Depuis la fermeture à la mi-mars des établissement scolaires en Colombie, l’agence distribue des rations pour les écoliers et leur famille dans le département de La Guajira, frontalier avec le Venezuela. Les aliments, préparés pour être emportés chez soi, proviennent d’un entrepôt pour cantines scolaires. Parallèlement, le PAM soutient les livraisons alimentaires opérées par le gouvernement du Honduras pour venir en aide aux écoliers et à leurs parents.

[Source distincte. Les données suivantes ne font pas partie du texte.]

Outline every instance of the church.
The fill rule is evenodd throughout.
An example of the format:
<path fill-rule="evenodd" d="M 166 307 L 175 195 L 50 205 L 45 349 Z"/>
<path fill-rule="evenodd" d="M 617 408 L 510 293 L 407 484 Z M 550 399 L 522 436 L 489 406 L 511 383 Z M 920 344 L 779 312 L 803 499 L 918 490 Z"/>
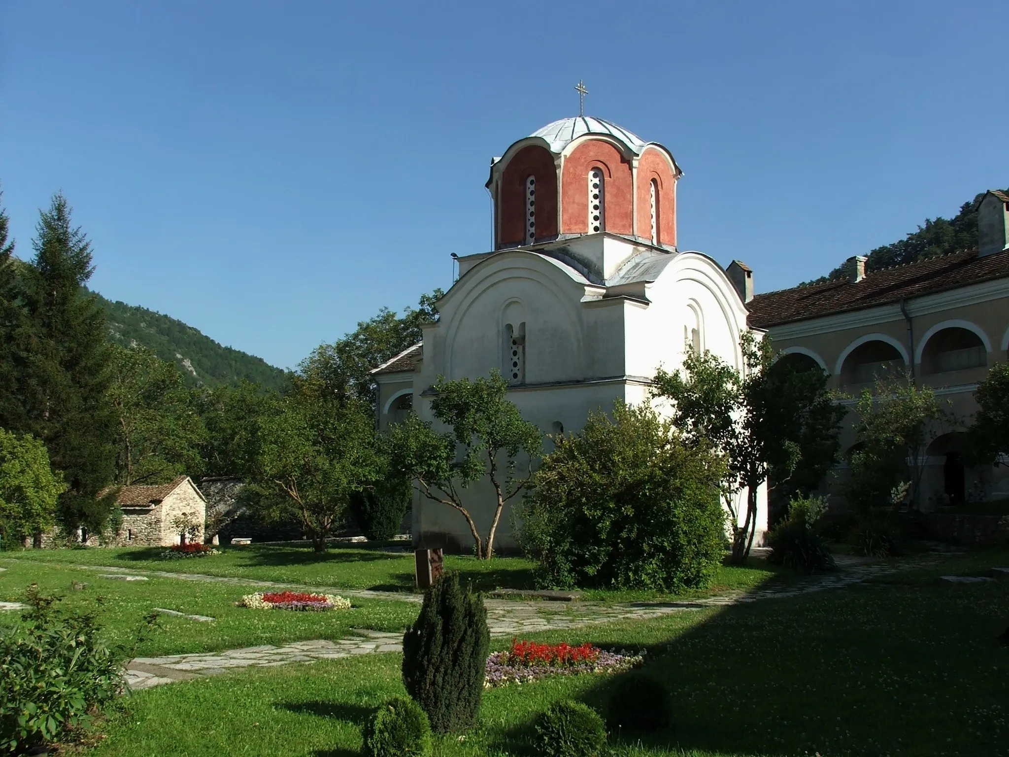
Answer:
<path fill-rule="evenodd" d="M 438 376 L 486 376 L 545 434 L 577 432 L 588 413 L 615 401 L 649 402 L 661 365 L 687 349 L 742 367 L 750 269 L 727 269 L 676 245 L 682 172 L 664 145 L 601 118 L 554 121 L 490 161 L 493 249 L 453 254 L 458 278 L 438 302 L 423 341 L 378 366 L 380 428 L 413 410 L 431 421 Z M 752 286 L 752 285 L 750 285 Z M 546 442 L 545 451 L 551 445 Z M 486 532 L 489 485 L 468 491 Z M 767 528 L 761 492 L 757 543 Z M 485 506 L 483 503 L 486 503 Z M 506 511 L 495 546 L 517 547 Z M 415 544 L 467 551 L 454 510 L 415 494 Z"/>

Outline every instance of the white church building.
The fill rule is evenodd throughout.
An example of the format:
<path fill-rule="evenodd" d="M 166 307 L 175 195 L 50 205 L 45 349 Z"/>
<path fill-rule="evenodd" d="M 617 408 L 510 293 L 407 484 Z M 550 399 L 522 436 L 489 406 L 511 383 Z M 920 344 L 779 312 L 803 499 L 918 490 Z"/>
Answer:
<path fill-rule="evenodd" d="M 555 121 L 494 157 L 493 249 L 458 256 L 458 279 L 423 342 L 373 371 L 379 427 L 411 409 L 433 420 L 438 376 L 497 368 L 523 417 L 558 433 L 577 432 L 589 411 L 616 400 L 649 402 L 656 368 L 679 367 L 688 348 L 741 367 L 751 274 L 677 249 L 681 175 L 663 145 L 588 116 Z M 489 486 L 468 494 L 486 533 Z M 766 527 L 762 492 L 758 543 Z M 497 533 L 496 549 L 516 548 L 508 510 Z M 459 513 L 416 494 L 413 534 L 418 546 L 471 548 Z"/>

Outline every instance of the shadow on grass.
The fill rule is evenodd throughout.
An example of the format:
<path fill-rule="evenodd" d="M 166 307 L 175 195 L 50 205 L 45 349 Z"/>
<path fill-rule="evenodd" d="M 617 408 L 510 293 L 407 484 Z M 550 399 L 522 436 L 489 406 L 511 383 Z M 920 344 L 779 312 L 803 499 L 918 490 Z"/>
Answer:
<path fill-rule="evenodd" d="M 1000 582 L 856 584 L 728 606 L 665 638 L 643 624 L 634 646 L 672 692 L 673 727 L 610 743 L 641 743 L 642 754 L 1003 753 L 1009 650 L 995 638 L 1007 605 Z M 631 646 L 619 637 L 593 643 Z M 560 690 L 604 715 L 623 675 Z M 495 746 L 525 754 L 530 729 L 516 725 Z"/>
<path fill-rule="evenodd" d="M 281 702 L 274 707 L 287 710 L 296 715 L 309 715 L 315 718 L 335 718 L 345 721 L 357 728 L 363 729 L 373 708 L 365 708 L 360 705 L 348 705 L 345 702 L 333 701 L 297 701 Z M 360 752 L 354 749 L 317 749 L 312 752 L 312 757 L 360 757 Z"/>
<path fill-rule="evenodd" d="M 312 715 L 316 718 L 335 718 L 338 721 L 351 723 L 358 728 L 364 728 L 364 725 L 374 712 L 374 708 L 335 701 L 282 702 L 276 707 L 298 715 Z"/>

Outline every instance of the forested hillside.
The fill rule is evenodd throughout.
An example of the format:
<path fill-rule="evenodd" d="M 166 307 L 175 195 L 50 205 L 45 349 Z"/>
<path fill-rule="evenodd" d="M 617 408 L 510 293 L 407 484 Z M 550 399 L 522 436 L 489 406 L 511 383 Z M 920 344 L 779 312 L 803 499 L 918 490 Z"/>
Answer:
<path fill-rule="evenodd" d="M 1009 190 L 1006 190 L 1009 192 Z M 977 195 L 970 202 L 960 206 L 960 212 L 952 218 L 926 218 L 923 226 L 912 231 L 899 241 L 876 247 L 869 253 L 866 269 L 869 272 L 889 268 L 894 265 L 905 265 L 909 262 L 926 260 L 929 257 L 947 255 L 964 249 L 978 246 L 978 204 L 984 198 L 984 193 Z M 811 284 L 847 276 L 842 264 L 825 277 Z"/>
<path fill-rule="evenodd" d="M 109 318 L 109 338 L 128 347 L 147 347 L 182 369 L 190 386 L 217 387 L 246 379 L 269 389 L 286 379 L 281 368 L 262 358 L 218 344 L 182 321 L 146 308 L 111 302 L 96 295 Z"/>

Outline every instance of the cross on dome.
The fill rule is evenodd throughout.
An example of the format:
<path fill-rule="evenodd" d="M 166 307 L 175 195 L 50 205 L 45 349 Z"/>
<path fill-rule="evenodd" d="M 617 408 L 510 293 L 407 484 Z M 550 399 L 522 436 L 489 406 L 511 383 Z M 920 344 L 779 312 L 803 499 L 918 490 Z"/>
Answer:
<path fill-rule="evenodd" d="M 580 79 L 574 89 L 578 93 L 578 115 L 583 116 L 585 115 L 585 95 L 588 94 L 588 90 L 585 89 L 585 83 Z"/>

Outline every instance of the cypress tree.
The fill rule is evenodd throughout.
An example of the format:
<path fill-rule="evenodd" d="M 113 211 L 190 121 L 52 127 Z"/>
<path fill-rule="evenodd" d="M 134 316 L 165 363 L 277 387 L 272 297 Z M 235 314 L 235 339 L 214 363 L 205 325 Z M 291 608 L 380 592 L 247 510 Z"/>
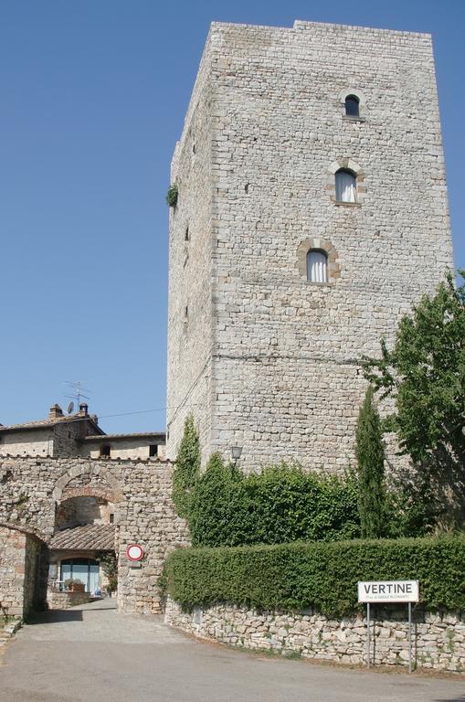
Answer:
<path fill-rule="evenodd" d="M 183 438 L 173 472 L 171 496 L 179 516 L 189 516 L 193 488 L 200 473 L 200 458 L 198 431 L 193 415 L 189 414 L 185 418 Z"/>
<path fill-rule="evenodd" d="M 385 445 L 374 390 L 366 390 L 360 408 L 355 435 L 358 464 L 358 511 L 363 538 L 386 533 Z"/>

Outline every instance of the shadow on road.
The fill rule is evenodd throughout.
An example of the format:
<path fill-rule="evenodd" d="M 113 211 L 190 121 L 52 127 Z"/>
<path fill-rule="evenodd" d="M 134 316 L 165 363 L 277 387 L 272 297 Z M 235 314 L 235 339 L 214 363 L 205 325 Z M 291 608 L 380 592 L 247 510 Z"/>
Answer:
<path fill-rule="evenodd" d="M 435 699 L 434 702 L 465 702 L 465 695 L 460 695 L 460 697 L 448 697 L 442 699 Z"/>
<path fill-rule="evenodd" d="M 82 610 L 48 610 L 27 617 L 26 624 L 54 624 L 59 622 L 82 622 Z"/>

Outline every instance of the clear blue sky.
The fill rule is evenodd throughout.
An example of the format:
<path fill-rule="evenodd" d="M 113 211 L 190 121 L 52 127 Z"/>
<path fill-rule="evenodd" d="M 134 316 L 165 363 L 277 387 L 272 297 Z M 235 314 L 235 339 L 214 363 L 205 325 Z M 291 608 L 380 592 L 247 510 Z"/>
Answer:
<path fill-rule="evenodd" d="M 164 428 L 164 195 L 208 25 L 295 19 L 433 33 L 465 265 L 464 0 L 0 0 L 1 423 L 80 379 L 107 431 Z"/>

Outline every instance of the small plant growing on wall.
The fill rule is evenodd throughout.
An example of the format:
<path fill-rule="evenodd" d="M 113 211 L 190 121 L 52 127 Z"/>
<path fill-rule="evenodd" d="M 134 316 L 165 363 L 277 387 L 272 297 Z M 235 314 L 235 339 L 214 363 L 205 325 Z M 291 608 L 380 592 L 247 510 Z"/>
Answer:
<path fill-rule="evenodd" d="M 103 553 L 97 559 L 108 580 L 107 591 L 109 593 L 114 592 L 118 590 L 118 559 L 116 555 L 114 553 Z"/>
<path fill-rule="evenodd" d="M 168 192 L 166 193 L 166 202 L 170 206 L 170 207 L 175 207 L 177 205 L 177 197 L 178 197 L 178 189 L 177 186 L 174 183 L 173 186 L 170 186 L 168 188 Z"/>

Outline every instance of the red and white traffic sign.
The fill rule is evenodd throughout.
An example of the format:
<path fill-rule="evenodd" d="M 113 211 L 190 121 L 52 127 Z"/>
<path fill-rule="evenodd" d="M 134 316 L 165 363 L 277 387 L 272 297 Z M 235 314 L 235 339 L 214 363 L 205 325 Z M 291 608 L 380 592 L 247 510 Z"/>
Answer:
<path fill-rule="evenodd" d="M 143 558 L 143 548 L 139 544 L 131 544 L 126 548 L 126 556 L 130 560 L 142 560 Z"/>

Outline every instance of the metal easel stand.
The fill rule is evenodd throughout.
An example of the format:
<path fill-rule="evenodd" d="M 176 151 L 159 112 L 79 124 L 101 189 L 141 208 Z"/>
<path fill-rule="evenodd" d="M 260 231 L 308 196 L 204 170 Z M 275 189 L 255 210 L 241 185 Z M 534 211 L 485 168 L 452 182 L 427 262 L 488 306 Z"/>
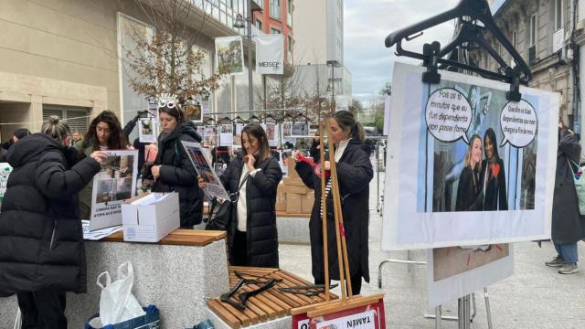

Le nouveau rapport du @WFP délivre une analyse économique de l'impact que pourrait avoir le #COVID19 sur les populations les plus démunies du monde.
— PAM (WFP in French) (@WFP_FR) April 3, 2020
Le rapport complet est disponible ici https://t.co/X6B6q9Q80o pic.twitter.com/x4x2ww1SEf
Un financement vital pour maintenir les opérations
Dans cette période de crise, l’agence d’aide alimentaire de l’ONU considère comme vitale la poursuite de ses activités existantes, qui offrent une planche de salut à des populations en proie à la pauvreté et à la faim. C’est pourquoi elle appelle les gouvernements à accélérer le financement de ses programmes à hauteur de 1,9 milliard de dollars. Cet argent doit notamment servir à prépositionner des stocks alimentaires dans des dépôts humanitaires afin de pouvoir compter sur trois mois d’assistance dans les situations les plus fragiles.
Le PAM invite les donateurs potentiels à lui faire part de leurs intentions le plus tôt possible. Leur soutien financier peut en effet être utilisé pour engager des fonds et planifier des opérations avant que la disponibilité des produits alimentaires soit entravée par les perturbations de la chaîne d’approvisionnement.
L’agence compte d’autre part sur des contributions additionnelles de 350 millions de dollars dans le cadre de sa participation au Plan mondial de réponse humanitaire supervisé par le Bureau des Nations Unies pour la coordination des affaires humanitaires (OCHA). Il s’agit cette fois de financer des services humanitaires communs, en particulier l'expédition, le stockage et le transport de denrées alimentaires, dans les pays les plus pauvres touchés par la COVID-19.